Only recently have doctors begun to explore whether the pancuronium has any useful purpose in administering the death penalty, other than to paralyze a convict and give the impression to execution witnesses that the convict is unconscious and unaware, when in fact he may not be. The drug has the potential to mask human suffering, in the process violating “cruel and unusual punishment” protections afforded in the Bill of Rights.
Leach’s proposal is worth exploring, said Columbia University anesthesiologist Mark Heath, partly because of experiences like Weihrer’s, and partly because of previous research conducted by the veterinary field.
Three years ago, Tennessee made it a crime for veterinarians to use pancuronium when putting an animal to sleep because of the undetected pain a pet may experience.
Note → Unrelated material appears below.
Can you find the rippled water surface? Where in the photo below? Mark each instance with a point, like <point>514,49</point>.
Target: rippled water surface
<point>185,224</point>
“Pancuronium deceives witnesses into believing that they are able to make a determination about whether the execution was humane,” Heath said, “when in fact the chemical veil it confers makes it impossible” to make such a determination. And because it’s also impossible to interview the convicts after the fact, no one knows if they experience pain or not.
Kyle Janek, a Texas state senator and anesthesiologist, believes they do not, mainly because the dosage of pentathol—another name for sodium pentobarbital—administered to a death row convict is up to 10 times greater than the dose that would be given to Weihrer or anyone else on an operating table.
“This huge dose makes the chance of awareness so incredibly small as to be nonexistent,” Janek said in written testimony. Hypothetical scenarios involving alert, soon-to-be-executed convicts constitute “junk science,” he wrote.
Heath isn’t so sure, partly because there’s no national consensus on what precise dosages must be administered to the convicts. In some states, pentathol dosages are higher, all but guaranteeing that the convict wasn’t alert for his execution. But in other states, postmortem blood analyses have found lower-than-expected pentathol levels.
A spokeswoman for Pennsylvania’s Department of Corrections said the department doesn’t reveal dosage amounts of its execution chemicals.